1Lt. Nash Sema, spokesman of the Army’s 57th Infantry Battalion, said members of the ethnic Manobo community in the area helped guide soldiers to the camp, which the NPAs had used as a springboard for their harsh enforcement of taxation on local peasants and in staging roadside bombings targeting both the military and villagers that refuse to pay them protection money.

Sema said improvised explosives used in more than a dozen NPA-initiated bombings in North Cotabato were fabricated in the captured camp, located on a strategic hill in Sitio Kisambit, overlooking farmlands of ethnic Manobo and Visayan settlers.

Barangay officials have confirmed that some 30 new NPA recruits, mostly adolescents, were undergoing training at the camp when it was raided by members of the 57th IB.

The NPA has been forcing farmers in North Cotabato to let their children join the group in exchange for protection, apart from the revolutionary taxes they ought to shell out on a monthly basis.

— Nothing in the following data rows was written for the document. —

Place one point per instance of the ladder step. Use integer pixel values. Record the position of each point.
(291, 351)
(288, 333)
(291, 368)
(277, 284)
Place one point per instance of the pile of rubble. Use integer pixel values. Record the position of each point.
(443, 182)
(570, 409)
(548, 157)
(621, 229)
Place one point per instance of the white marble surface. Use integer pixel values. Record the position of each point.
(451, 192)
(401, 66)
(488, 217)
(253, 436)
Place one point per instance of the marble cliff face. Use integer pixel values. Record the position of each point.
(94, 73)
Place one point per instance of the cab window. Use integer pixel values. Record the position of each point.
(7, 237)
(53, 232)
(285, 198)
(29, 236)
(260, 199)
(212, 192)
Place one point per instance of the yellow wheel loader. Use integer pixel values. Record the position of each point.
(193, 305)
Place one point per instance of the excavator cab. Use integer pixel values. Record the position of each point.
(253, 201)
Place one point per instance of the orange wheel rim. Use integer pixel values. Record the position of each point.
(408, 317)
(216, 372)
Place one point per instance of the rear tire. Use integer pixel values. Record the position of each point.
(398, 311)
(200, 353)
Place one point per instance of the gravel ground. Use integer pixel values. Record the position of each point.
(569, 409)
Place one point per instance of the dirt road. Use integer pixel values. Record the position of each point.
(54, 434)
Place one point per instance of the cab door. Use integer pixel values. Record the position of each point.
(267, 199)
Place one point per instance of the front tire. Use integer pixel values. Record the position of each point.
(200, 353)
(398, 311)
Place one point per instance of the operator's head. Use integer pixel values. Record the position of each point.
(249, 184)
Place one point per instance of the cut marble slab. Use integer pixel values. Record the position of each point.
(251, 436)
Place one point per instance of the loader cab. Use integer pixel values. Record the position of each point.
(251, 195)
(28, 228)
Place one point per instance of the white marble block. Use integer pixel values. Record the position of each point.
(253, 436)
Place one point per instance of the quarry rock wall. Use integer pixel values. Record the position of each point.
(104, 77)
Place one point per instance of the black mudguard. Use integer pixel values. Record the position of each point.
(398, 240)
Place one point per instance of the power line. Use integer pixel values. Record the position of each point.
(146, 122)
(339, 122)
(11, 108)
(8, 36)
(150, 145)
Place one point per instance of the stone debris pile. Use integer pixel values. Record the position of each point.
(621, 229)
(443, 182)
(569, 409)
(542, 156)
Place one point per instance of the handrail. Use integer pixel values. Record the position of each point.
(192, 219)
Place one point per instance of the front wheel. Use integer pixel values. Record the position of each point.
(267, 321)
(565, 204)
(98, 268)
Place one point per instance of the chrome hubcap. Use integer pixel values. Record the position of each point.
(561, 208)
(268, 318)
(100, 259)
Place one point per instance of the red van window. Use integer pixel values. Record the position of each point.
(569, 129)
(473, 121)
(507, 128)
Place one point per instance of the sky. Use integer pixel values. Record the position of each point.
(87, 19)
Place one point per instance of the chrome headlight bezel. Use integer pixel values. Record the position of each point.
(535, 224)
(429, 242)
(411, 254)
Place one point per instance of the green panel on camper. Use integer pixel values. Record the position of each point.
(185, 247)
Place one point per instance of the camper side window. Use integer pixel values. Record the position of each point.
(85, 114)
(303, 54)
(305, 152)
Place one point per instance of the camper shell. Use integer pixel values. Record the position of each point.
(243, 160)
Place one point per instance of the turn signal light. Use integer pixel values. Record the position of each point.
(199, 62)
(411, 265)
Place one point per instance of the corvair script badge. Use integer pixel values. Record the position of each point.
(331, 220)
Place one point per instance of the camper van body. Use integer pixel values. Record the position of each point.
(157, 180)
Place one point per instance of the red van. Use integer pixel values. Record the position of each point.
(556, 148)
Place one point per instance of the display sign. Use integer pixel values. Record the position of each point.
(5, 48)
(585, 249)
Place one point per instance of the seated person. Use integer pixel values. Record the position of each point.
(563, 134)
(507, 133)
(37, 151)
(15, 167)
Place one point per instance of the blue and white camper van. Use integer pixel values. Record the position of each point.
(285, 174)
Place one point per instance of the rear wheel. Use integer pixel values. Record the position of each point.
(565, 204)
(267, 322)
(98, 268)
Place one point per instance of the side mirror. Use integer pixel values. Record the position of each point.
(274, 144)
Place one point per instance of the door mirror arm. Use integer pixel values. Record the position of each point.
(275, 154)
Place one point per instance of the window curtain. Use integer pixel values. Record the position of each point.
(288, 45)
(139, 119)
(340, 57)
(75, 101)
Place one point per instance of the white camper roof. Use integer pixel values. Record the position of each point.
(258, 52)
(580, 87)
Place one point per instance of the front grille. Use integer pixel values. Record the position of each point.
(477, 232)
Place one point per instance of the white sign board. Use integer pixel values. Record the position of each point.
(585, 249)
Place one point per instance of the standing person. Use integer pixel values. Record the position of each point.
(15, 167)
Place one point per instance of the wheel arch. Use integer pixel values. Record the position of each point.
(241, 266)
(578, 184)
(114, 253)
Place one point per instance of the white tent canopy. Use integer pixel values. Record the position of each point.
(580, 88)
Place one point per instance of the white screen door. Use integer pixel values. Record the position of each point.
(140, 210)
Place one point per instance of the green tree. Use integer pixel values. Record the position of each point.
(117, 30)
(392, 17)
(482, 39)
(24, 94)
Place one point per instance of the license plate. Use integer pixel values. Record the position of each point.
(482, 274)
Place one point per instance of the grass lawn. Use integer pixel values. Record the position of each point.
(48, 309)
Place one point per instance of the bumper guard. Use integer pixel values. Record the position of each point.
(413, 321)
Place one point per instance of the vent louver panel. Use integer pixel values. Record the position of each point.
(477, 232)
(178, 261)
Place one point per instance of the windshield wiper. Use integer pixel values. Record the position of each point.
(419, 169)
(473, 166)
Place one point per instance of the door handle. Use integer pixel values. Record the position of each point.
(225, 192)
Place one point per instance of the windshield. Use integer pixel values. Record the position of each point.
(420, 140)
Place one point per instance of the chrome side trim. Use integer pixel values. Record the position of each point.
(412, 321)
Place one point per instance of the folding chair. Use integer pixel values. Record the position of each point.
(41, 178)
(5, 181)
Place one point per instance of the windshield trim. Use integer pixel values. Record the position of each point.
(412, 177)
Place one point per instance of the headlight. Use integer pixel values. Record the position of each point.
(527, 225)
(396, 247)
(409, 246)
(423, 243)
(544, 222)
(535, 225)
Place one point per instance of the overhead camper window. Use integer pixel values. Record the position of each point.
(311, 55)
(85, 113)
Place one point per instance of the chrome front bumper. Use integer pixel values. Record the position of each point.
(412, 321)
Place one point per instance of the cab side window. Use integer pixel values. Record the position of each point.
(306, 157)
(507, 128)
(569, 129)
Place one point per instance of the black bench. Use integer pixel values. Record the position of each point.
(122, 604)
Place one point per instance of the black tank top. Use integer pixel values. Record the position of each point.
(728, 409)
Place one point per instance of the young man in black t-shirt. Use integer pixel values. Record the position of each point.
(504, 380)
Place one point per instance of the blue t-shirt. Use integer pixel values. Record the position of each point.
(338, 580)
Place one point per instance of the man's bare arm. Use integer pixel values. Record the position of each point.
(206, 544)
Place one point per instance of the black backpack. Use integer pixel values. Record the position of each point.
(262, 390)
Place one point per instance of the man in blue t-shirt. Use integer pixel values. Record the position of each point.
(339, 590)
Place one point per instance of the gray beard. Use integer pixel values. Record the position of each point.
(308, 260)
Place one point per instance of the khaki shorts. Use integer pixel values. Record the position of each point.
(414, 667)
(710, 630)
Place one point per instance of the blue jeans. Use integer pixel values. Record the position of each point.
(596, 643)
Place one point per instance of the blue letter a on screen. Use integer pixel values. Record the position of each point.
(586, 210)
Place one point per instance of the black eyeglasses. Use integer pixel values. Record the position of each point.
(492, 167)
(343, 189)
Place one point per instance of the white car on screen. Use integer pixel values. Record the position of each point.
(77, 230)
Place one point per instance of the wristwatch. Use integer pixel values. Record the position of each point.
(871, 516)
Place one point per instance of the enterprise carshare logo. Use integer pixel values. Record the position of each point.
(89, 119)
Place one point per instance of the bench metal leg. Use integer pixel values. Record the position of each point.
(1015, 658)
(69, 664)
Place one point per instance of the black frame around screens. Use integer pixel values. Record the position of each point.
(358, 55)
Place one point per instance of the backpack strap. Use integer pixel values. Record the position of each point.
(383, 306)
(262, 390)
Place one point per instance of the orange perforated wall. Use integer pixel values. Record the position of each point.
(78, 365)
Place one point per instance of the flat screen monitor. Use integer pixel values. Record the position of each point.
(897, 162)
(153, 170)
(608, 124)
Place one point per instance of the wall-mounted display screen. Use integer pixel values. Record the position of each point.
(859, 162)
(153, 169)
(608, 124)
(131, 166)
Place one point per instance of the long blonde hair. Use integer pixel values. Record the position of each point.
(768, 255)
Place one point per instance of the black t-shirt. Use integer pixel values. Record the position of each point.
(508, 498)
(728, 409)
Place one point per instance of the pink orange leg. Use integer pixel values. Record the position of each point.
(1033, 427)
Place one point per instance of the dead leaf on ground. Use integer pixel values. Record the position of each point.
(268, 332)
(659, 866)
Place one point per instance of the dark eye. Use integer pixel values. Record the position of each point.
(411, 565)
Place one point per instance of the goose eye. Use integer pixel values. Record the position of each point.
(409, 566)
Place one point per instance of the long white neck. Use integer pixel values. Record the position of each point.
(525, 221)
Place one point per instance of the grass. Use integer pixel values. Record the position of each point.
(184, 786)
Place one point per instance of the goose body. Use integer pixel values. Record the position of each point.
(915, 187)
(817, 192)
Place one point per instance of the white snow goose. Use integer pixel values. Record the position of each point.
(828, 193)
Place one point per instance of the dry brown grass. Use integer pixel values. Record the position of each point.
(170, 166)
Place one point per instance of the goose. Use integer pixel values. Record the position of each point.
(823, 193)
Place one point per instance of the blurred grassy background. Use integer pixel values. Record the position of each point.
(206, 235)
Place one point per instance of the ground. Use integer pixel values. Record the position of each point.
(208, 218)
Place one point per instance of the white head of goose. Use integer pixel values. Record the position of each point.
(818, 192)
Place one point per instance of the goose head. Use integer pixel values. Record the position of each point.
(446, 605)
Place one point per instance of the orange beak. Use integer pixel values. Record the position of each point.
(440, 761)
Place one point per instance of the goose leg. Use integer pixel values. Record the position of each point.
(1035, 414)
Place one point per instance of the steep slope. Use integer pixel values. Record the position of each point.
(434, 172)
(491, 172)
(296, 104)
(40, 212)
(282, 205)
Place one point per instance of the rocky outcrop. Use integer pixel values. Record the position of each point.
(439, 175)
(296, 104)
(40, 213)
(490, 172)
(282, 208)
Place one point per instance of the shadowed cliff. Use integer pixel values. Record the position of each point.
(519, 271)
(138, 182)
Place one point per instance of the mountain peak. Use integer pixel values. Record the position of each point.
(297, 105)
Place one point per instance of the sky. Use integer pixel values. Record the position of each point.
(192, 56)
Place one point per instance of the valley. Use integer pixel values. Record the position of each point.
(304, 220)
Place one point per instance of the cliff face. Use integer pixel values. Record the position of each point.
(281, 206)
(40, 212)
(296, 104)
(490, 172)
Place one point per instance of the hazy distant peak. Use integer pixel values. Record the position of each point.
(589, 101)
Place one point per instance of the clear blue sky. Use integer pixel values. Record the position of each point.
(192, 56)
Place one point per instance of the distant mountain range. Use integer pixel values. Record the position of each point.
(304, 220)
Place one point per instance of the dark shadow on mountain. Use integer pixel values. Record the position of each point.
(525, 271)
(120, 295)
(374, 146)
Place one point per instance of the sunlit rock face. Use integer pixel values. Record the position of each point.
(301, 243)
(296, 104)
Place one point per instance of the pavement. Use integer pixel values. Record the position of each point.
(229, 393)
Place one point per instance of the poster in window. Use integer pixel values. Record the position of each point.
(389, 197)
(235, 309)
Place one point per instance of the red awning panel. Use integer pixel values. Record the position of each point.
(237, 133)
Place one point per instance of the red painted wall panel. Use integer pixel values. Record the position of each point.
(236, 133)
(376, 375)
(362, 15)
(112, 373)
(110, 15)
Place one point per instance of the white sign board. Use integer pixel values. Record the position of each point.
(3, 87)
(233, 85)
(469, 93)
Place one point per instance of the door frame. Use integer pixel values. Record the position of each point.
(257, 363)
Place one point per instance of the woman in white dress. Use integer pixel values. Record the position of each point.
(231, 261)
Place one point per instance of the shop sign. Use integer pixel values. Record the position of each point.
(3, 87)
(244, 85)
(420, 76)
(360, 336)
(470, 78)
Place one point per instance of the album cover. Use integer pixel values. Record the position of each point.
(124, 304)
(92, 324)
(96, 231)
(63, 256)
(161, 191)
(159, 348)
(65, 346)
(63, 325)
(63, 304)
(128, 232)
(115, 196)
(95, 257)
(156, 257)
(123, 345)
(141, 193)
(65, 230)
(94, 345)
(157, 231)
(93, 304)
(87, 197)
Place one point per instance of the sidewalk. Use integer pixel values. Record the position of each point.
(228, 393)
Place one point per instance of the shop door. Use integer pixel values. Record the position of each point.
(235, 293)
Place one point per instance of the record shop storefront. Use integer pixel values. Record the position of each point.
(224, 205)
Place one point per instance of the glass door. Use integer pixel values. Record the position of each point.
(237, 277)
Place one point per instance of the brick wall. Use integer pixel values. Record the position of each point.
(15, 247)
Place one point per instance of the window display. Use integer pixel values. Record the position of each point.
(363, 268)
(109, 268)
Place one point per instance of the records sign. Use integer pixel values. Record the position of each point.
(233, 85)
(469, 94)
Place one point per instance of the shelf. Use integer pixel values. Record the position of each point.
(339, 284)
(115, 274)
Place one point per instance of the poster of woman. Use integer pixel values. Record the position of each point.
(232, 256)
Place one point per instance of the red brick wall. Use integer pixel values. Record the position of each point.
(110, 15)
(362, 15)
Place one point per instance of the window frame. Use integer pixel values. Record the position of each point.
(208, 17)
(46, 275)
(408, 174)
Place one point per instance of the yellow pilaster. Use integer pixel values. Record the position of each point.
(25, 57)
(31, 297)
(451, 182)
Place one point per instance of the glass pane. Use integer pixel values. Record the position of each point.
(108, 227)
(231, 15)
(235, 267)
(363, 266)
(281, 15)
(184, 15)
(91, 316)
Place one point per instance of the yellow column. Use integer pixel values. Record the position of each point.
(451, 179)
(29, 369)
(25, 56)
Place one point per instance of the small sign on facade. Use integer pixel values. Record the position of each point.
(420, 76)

“Local folks helped us in the clearing of this NPA camp because they want their villages free from communist rebels,” Sema said.

Sema, citing feedback by barangay officials, said three “notorious amazons” whose names he declined to reveal pending proper validation, jointly managed the NPA camp.

He said their units in different North Cotabato towns are bracing possible retaliations for the 57th IB’s capture of the guerilla enclave.